It was 1990 and Phil Sexton and the team at Matilda Bay Brewing Co had just inked a deal to export their prized WA brew, Redback, into the United States.
And then along came the almighty Foster's, which flexed its muscle and bought out the then-listed North Fremantle brewer in a deal that valued Matilda Bay at more than $50 million.
Redback never made it to the US - according to Sexton, it was a casualty of existing agreements between Foster's and its then-US distributor.
Speaking from Healesville, Victoria, where he has a winery adjacent to a brewery operated by his mates at Little World Beverages, Sexton yesterday reflected on the history of the company he helped build from humble beginnings at the Sail & Anchor Hotel in 1984 to a WA icon.
The Matilda Bay directors had little choice but to recommend the Foster's bid to shareholder 21 years ago, he said, adding - with tongue in cheek - he'd be "very interested" if Foster's suitor SABMiller "wanted to offer Matilda Bay back to its founders".
But Sexton - still regarded as a visionary in the beer industry, as evidenced by the fact Little World has retained Sexton as a consultant more than a decade after the company was established - said he would not be surprised if Redback eventually disappeared from shelves under SABMiller's ownership. "It's been an interesting ride - my recollections go back to the 1970s when I first got into the beer business and it was the impenetrable fortress of Victoria dominated by this incredibly strong brewer, and now they've given the keys to the farm gate away," he said.
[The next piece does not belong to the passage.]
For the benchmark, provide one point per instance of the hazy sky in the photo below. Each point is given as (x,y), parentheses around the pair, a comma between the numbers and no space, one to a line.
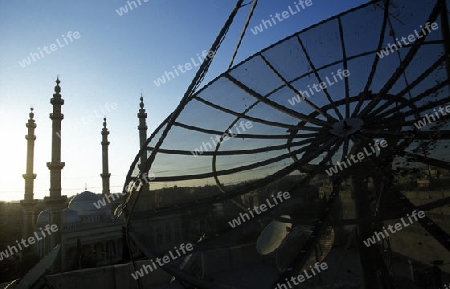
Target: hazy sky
(104,66)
Sexton criticised Foster's for "selling out of WA" when the brewing giant turned off the taps at Matilda Bay in 2007.
He said yesterday the takeover was proof the Melbourne brewer had lost touch with the industry.
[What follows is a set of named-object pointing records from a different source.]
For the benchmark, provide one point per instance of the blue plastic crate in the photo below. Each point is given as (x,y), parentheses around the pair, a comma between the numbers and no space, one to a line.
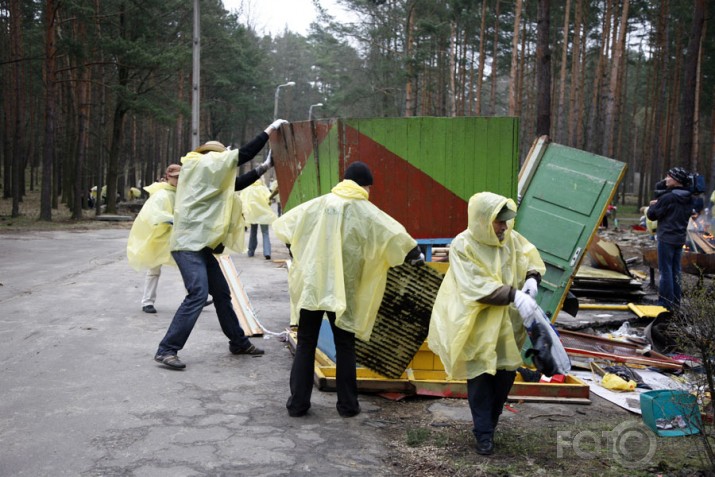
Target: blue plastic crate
(679,409)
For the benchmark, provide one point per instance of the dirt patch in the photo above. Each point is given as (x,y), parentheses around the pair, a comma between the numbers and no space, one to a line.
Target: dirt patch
(533,439)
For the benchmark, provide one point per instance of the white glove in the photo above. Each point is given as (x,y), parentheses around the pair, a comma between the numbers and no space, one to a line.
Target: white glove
(277,124)
(418,261)
(526,306)
(268,163)
(531,288)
"They've failed to grasp the changing dynamics of the beer business," he said. "Premium beers are rapidly consuming the profit share of the industry and they've absolutely failed to deliver on that, and that's because they've failed to recognise that."
Little World founding director Howard Cearns said beer drinkers were less parochial than they used to be but the Foster's takeover nevertheless presented opportunities for the sector's remaining players.
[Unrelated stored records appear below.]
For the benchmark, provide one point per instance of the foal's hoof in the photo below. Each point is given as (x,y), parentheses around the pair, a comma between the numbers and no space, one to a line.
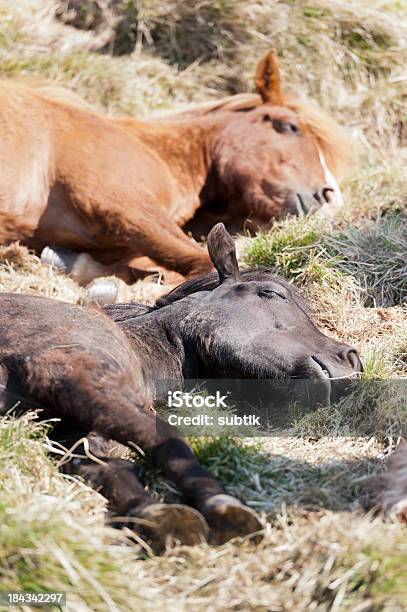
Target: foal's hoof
(228,518)
(163,524)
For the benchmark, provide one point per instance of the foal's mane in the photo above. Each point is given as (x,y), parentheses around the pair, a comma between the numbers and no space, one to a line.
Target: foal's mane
(331,137)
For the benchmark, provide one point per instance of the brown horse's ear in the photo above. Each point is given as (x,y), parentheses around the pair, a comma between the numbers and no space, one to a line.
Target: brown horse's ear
(222,251)
(268,79)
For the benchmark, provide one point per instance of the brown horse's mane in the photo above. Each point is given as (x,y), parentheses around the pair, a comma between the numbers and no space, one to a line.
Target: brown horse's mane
(331,137)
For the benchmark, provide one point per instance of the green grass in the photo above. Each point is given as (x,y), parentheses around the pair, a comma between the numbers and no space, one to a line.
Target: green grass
(52,532)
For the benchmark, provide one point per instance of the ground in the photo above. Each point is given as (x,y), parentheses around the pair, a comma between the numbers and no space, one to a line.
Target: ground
(326,546)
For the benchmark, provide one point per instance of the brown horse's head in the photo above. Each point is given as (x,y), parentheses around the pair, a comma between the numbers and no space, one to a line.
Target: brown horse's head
(277,155)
Little World will become Australia's biggest listed brewer with a market capitalisation of $226 million after the Foster's sale.
But Sexton said Lion Nathan, the maker of Swan Draught and Tooheys Extra Dry, stood to gain the most ground from a Foster's-SABMiller takeover in the short-term as suitor and target sorted out conflicts between rival brands and international distribution rights.